Öl abbauende Bakterien und Einzeller zeigen an, wo das schwarze Gold lagert

Trinidad . In einem See aus natürlichem Asphalt haben Forscher komplexe Mikrobengemeinschaften entdeckt, die Öl abbauen. Das internationale Wissenschaftlerteam unter Leitung von Prof. Rainer Meckenstock vom Helmholtz-Zentrum für Grundwasserökologie in München entdeckte die Mikroorganismen in winzigen eingeschlossenen Wassertröpfchen. Vermutlich tummeln sich die Mikroben auch in anderen Öllagerstätten. Die im Fachmagazin „Science“ vorgestellten Erkenntnisse könnten helfen abzuschätzen, wo Ölbohrungen sinnvoll sind.

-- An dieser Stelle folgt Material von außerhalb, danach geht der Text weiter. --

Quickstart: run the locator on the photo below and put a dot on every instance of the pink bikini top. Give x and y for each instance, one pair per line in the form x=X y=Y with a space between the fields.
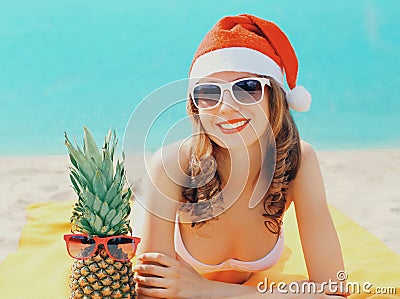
x=232 y=264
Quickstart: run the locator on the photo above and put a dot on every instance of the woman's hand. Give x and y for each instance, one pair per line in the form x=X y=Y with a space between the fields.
x=174 y=278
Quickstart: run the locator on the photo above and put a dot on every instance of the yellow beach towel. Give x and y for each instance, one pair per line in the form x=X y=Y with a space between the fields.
x=39 y=269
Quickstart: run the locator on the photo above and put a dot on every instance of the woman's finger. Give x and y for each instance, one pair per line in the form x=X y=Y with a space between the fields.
x=151 y=270
x=157 y=257
x=153 y=292
x=156 y=282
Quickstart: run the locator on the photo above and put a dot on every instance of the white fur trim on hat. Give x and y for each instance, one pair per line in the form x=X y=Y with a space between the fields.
x=236 y=59
x=299 y=99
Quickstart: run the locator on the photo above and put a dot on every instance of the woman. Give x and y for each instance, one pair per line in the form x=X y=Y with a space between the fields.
x=232 y=197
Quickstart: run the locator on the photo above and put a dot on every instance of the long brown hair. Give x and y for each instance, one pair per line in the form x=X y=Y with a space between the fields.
x=287 y=162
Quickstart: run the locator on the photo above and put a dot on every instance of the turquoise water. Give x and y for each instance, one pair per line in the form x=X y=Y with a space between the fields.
x=65 y=64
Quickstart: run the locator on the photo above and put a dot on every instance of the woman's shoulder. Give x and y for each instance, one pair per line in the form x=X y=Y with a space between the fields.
x=172 y=157
x=308 y=176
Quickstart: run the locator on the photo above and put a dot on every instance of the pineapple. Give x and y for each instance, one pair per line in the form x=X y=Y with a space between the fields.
x=101 y=210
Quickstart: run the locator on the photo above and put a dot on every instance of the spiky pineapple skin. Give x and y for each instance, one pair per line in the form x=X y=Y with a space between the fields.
x=102 y=209
x=100 y=277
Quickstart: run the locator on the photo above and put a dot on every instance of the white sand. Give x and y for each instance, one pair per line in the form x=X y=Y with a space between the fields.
x=362 y=184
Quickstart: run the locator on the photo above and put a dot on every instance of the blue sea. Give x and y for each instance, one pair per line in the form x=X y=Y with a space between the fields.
x=66 y=63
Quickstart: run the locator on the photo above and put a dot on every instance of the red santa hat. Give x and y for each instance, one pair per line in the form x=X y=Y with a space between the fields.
x=246 y=43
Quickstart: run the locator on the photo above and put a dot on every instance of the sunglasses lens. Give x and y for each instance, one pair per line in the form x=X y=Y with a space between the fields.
x=81 y=246
x=206 y=96
x=247 y=91
x=121 y=248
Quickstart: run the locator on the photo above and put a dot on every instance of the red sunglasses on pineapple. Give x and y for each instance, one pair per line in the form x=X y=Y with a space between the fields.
x=120 y=248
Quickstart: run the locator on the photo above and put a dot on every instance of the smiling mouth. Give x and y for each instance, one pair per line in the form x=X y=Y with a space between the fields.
x=233 y=125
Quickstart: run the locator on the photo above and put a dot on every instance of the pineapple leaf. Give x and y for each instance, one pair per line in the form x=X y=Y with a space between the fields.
x=112 y=192
x=99 y=186
x=107 y=168
x=104 y=210
x=96 y=205
x=91 y=149
x=97 y=225
x=110 y=216
x=116 y=201
x=75 y=185
x=117 y=219
x=127 y=194
x=90 y=198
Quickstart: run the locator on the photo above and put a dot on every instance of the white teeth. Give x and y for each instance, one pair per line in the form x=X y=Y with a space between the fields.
x=233 y=126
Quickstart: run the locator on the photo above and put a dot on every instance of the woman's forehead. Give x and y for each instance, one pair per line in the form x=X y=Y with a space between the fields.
x=227 y=76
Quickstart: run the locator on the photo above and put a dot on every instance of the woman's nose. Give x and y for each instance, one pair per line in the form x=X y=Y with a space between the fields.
x=228 y=103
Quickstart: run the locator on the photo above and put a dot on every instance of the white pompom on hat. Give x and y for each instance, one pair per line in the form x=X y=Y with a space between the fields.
x=246 y=43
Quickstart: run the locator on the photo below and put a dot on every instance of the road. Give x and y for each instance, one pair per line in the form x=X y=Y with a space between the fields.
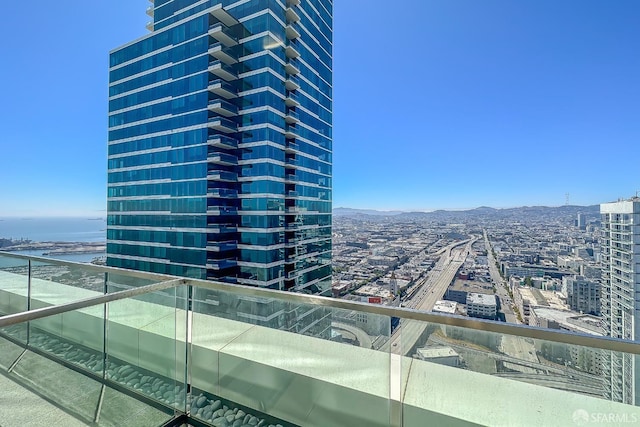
x=501 y=286
x=408 y=333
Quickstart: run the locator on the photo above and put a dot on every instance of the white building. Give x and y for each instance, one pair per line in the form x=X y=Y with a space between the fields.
x=482 y=305
x=621 y=293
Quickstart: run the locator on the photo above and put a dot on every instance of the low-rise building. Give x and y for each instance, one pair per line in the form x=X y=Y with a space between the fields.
x=482 y=305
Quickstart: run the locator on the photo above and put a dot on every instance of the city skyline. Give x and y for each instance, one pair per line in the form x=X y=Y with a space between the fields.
x=513 y=104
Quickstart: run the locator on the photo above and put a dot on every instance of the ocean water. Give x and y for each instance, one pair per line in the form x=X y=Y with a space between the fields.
x=54 y=229
x=11 y=262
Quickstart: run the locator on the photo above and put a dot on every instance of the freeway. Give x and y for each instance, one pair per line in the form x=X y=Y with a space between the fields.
x=501 y=286
x=407 y=335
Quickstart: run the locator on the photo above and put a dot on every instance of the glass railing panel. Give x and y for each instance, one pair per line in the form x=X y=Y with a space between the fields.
x=55 y=283
x=288 y=362
x=119 y=282
x=57 y=382
x=56 y=395
x=499 y=373
x=14 y=285
x=146 y=350
x=75 y=337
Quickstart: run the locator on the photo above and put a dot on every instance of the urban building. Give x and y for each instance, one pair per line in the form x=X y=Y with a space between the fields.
x=482 y=305
x=219 y=152
x=582 y=295
x=621 y=293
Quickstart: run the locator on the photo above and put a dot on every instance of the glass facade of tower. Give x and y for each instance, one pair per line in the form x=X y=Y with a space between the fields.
x=220 y=142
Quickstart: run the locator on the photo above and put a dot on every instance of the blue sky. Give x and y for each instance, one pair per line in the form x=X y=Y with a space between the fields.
x=437 y=104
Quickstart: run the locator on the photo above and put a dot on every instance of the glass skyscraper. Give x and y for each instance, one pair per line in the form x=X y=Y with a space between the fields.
x=220 y=142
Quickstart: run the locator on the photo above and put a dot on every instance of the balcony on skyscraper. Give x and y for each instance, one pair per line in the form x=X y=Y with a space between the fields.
x=223 y=125
x=222 y=88
x=222 y=70
x=222 y=141
x=221 y=32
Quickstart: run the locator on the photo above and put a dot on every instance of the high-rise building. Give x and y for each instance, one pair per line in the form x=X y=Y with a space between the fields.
x=220 y=142
x=621 y=293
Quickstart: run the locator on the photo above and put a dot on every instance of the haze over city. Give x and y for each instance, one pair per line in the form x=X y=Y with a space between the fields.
x=494 y=103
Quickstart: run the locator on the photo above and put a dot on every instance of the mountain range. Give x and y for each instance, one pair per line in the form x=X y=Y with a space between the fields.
x=592 y=211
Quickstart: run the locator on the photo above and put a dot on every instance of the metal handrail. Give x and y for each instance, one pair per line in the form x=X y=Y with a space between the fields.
x=564 y=337
x=26 y=316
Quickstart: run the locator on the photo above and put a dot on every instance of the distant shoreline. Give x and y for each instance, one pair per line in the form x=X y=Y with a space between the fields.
x=60 y=248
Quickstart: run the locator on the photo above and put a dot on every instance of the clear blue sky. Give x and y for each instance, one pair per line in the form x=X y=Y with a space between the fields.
x=437 y=104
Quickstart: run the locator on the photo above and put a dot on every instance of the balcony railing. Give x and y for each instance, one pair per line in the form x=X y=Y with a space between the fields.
x=222 y=70
x=223 y=125
x=224 y=54
x=222 y=176
x=221 y=32
x=84 y=343
x=222 y=88
x=222 y=141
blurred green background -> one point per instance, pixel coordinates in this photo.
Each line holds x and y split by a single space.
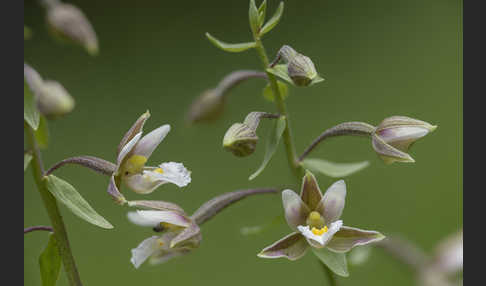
379 58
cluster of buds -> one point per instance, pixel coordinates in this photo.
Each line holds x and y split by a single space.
52 98
241 138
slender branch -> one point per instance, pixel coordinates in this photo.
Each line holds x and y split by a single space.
97 164
234 78
297 170
347 128
404 251
53 212
217 204
330 275
38 227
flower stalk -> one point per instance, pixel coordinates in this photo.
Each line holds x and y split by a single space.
53 211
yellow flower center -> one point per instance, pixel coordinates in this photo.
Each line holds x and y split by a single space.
134 164
320 231
315 220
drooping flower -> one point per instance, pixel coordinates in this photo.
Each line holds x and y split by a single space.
315 220
132 154
179 235
394 136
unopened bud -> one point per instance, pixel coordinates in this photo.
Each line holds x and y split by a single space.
69 22
241 138
300 68
54 100
394 136
208 106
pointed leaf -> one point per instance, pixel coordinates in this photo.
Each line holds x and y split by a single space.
268 93
335 261
232 48
27 159
42 133
272 143
273 21
67 194
31 114
332 169
50 262
254 17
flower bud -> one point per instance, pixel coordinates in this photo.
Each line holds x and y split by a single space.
240 139
394 136
54 100
69 22
208 106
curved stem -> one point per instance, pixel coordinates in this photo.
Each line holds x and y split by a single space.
37 227
330 275
347 128
297 170
53 212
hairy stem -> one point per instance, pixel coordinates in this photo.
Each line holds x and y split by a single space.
37 227
330 275
347 128
297 170
53 212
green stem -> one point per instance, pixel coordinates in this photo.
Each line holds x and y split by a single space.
330 275
53 212
296 168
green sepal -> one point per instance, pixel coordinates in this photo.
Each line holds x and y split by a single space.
272 143
67 194
232 48
332 169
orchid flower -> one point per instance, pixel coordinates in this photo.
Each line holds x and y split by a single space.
314 218
134 151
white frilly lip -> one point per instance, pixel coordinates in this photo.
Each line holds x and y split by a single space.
325 237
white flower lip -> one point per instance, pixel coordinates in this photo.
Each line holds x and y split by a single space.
325 237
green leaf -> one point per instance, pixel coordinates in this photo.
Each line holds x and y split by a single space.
27 159
335 261
67 194
272 143
253 15
268 92
281 71
273 21
42 133
50 262
331 169
31 114
262 11
232 48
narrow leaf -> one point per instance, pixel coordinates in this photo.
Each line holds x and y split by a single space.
268 92
232 48
273 21
50 262
68 195
253 15
42 133
27 159
334 170
272 143
262 11
31 114
335 261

Der Asphaltsee Pitch Lake auf der Karibikinsel Trinidad liegt über einer geologischen Störung. Durch einen Riss in der Erdkruste strömt Öl, das in etwa 1000 Metern Tiefe unter großem Druck lagert, nach oben. Der See bietet eine der seltenen Möglichkeiten, natürlich aufgestiegenes Öl zu analysieren, etwa auf Mikrobenpopulationen. Denn an klassischen Förderanlagen können Forscher nur Öl untersuchen, das hohem Druck ausgesetzt sowie mit Wasser und anderen Stoffen verunreinigt ist.

Am Pitch Lake wird das Öl bei seinem Aufstieg zu natürlichem Asphalt. Darin eingeschlossen fanden die Forscher winzige Wassertröpfchen mit einem Volumen von einem bis drei Mikrolitern, das entspricht ungefähr dem Fünfzigstel eines Wassertropfens. Dort entdeckten sie komplexe Lebensgemeinschaften aus mehr als 20 verschiedenen Mikroorganismen. Ein Teil sind Archaeen (einzellige Organismen), der andere Teil Bakterien.

Diese Mikroben haben ein ganz besonderes Potenzial: Sie bauen das Öl ab, das sie umgibt. Sie nutzen die Energie, die im Öl steckt, und verarbeiten sie anaerob, also ohne Einsatz von Sauerstoff. Diese Erkenntnisse könnten für die Ölindustrie interessant sein. Denn die Mikroben kommen wahrscheinlich auch in anderen Ölquellen vor – und bauen dort ebenfalls langsam den Energierohstoff ab.

Bisher waren Wissenschaftler davon ausgegangen, dass dieser Abbau nur unterhalb einer Lagerstätte auftritt, in einem Bereich, in dem sich Öl und fossiles Wasser mischen. Mit den neuen Erkenntnissen können Unternehmen möglicherweise eines Tages besser abschätzen, ob eine Bohrung wirklich lohnt und bis in welche Tiefe sie sinnvoll ist. Eine wertvolle Information, denn die Bohrungen sind teuer.

Küstenbewohnern kann Meckenstock dagegen keine Hoffnung machen, dass die Mikroben Ölverunreinigungen vernaschen könnten: Die Mikroorganismen, die der Wissenschaftler und seine Kollegen fanden, machen ihre Arbeit erst, wenn Öl verklumpt im Sand oder am Meeresboden liegt. Dagegen müsste angeschwemmtes Öl aerob (unter Verwendung von Sauerstoff) abgebaut werden. Auch hierfür gibt es Lebewesen, „die können aber nicht so schnell arbeiten, wie es in solchen Fällen nötig wäre“, sagt Meckenstock.

Auch Astrobiologen interessiert das Leben im Pitch Lake auf Trinidad. Koautor Prof. Dirk Schulze-Makuch von der Universität des Staates Washington in Pullman arbeitet zum Saturn-Mond Titan. Auf der Oberfläche von Titan gibt es Seen aus Kohlenwasserstoffen – ähnlich wie der Asphalt im Pitch Lake. Die Erkenntnisse lieferten einen Hinweis, dass auch auf Titan Leben oder zumindest Vorstufen von Leben entstanden sein könnten.